Thursday, March 10, 2011

Skyway


It's a two-for-one typography treat this week as we look at the gone-but-not-forgotten Disney Skyway, so let's jump aboard for a one-way trip into this week’s case study!
The Skyway was a simple gondola lift attraction that ushered guests back and forth between Fantasyland and Tomorrowland. The first Skyway was built at Disneyland and tunneled through the icy slopes of the majestic Matterhorn. Disneyland wasn't the only park to feature this attraction: both Walt Disney World and Tokyo Disneyland had Skyways of their own. Sadly, the Skyway at Disneyland was closed in the early 90's, and like falling dominoes, Tokyo Disneyland closed theirs a few years later, followed shortly by Walt Disney World.
The Skyway still has some presence in the parks, but that's all about to change shortly. The Skyway station still sits to this day in Fantasyland at both Disneyland and Walt Disney World. Walt Disney World's station is about to undergo a major refurbishment to house larger restrooms, feature lush landscapes and possibly some water features as well. I'm looking forward to what the Imagineers have in mind, but I’m also hoping they'll retain a subtle nod to the original attraction.

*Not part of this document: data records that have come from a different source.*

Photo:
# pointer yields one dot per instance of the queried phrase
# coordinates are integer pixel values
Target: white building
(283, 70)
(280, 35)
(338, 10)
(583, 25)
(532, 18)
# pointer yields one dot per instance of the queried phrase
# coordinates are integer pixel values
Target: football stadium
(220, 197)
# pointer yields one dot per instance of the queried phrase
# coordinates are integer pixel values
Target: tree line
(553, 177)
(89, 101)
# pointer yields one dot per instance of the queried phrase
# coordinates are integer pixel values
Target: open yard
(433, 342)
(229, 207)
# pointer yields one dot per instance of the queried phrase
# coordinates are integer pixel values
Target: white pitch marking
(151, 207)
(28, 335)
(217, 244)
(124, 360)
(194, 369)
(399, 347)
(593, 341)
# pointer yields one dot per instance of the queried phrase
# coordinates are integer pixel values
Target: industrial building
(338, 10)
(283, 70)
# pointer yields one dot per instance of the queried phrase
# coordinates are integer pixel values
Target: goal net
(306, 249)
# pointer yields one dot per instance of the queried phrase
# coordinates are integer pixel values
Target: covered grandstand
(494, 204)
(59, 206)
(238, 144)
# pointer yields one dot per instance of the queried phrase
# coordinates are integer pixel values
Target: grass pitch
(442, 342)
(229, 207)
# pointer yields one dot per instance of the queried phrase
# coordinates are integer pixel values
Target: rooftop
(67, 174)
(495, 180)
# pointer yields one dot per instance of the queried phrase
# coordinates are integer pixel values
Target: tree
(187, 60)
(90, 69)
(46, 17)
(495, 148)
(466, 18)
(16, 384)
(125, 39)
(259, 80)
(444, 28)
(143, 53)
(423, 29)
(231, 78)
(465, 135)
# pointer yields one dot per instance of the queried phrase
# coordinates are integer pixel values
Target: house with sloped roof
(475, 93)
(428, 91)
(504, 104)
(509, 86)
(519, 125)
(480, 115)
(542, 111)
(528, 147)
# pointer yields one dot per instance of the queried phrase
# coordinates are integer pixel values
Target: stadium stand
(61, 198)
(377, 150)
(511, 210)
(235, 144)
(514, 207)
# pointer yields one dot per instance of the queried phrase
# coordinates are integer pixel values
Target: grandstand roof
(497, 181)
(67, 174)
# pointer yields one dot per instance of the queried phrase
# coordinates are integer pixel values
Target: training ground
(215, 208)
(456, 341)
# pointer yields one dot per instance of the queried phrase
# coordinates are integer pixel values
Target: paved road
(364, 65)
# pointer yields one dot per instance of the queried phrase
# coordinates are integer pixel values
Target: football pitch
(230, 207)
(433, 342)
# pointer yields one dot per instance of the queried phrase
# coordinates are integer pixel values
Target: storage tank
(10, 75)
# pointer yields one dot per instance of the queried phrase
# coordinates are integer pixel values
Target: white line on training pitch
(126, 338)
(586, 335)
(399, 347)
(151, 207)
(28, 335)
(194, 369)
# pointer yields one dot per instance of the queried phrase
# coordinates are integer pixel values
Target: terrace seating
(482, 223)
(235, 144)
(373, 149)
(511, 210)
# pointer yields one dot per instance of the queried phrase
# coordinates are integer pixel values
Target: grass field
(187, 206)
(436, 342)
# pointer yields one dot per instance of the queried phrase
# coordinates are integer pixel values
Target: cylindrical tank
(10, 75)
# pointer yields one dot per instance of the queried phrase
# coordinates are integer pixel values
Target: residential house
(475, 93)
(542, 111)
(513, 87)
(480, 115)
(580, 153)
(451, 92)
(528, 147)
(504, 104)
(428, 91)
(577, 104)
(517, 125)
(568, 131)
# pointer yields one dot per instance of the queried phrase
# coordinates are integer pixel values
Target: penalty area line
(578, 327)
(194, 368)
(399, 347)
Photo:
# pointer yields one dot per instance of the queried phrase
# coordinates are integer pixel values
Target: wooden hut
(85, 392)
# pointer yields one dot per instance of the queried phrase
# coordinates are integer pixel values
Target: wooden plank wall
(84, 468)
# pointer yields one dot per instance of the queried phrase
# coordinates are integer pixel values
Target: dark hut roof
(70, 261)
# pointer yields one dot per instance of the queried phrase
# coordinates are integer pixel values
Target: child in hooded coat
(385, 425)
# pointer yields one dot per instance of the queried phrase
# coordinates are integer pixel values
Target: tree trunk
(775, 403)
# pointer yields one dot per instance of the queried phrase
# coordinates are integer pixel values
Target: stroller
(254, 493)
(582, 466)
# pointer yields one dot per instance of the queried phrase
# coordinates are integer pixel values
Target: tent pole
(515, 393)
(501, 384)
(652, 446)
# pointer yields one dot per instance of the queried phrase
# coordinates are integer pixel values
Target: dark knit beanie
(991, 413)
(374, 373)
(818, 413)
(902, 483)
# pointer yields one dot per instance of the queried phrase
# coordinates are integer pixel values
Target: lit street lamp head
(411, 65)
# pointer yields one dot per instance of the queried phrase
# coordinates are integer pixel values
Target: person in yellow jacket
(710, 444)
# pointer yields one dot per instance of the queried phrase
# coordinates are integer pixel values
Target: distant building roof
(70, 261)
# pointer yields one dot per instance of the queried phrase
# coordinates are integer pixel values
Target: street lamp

Now on to the type. Let's start by looking at the Fantasyland Skyway first. Like all attractions in Fantasyland, the Skyway used decorative display fonts such as Old English, Blackletter and Fraktur, which all combine the themes of English/European fairytales with a Swiss edge to convey the theme of a gondola taking us high into the snowy alps. Once again, the designers have used more German-based fonts to represent Switzerland. Swiss typography does get featured—just not in Fantasyland.
The Tomorrowland Skyway Station used only one classification of fonts, sans serif. The main font used on the signage was the classic typeface Helvetica, which was designed by typographer Max Miedinger back in 1957 in none other than Switzerland. Various weights and sizes where incorporated on the signage along with another popular yet overused typeface, Impact. A few decorative futuristic fonts made their appearance later on in the years. One specific typeface was used to brand Walt Disney World's second gate.


I miss the Skyway—it was a great way to get off your feet for a few minutes and get a bird’s eye view of the park. It was a small thrill as well—I remember being scared as a child that the cables would snap. I even miss those out-of-place pylons positioned right in the middle of Fantasyland. One thing I do not miss is seeing the unfinished tops of the show buildings within the park—it was the first time I had ever seen the illusion revealed. Ever since, I've been interested in the art of illusioneering, if you will, which has been perfected by those mad geniuses over on Flower Street.
Well that about does it for today. I look forward to seeing you back on Monday for a new Retro 71 design. Thanks for stopping by and have a great weekend.

1 comment:

  1. Even though I live over 800 miles away from Disneyland, I was lucky enough as a child to get to go twice a year from 1988-1991 (my mom was an artist and went to gift shows in LA twice a year). Anyway I remember loving that attraction. When I finally was able to return to DL in 1999 I was very sad to see that it was closed.

    Great work on this weeks research! I love how Disney was able to connect 2 completely different Lands of the park, partly through the small details of Typography!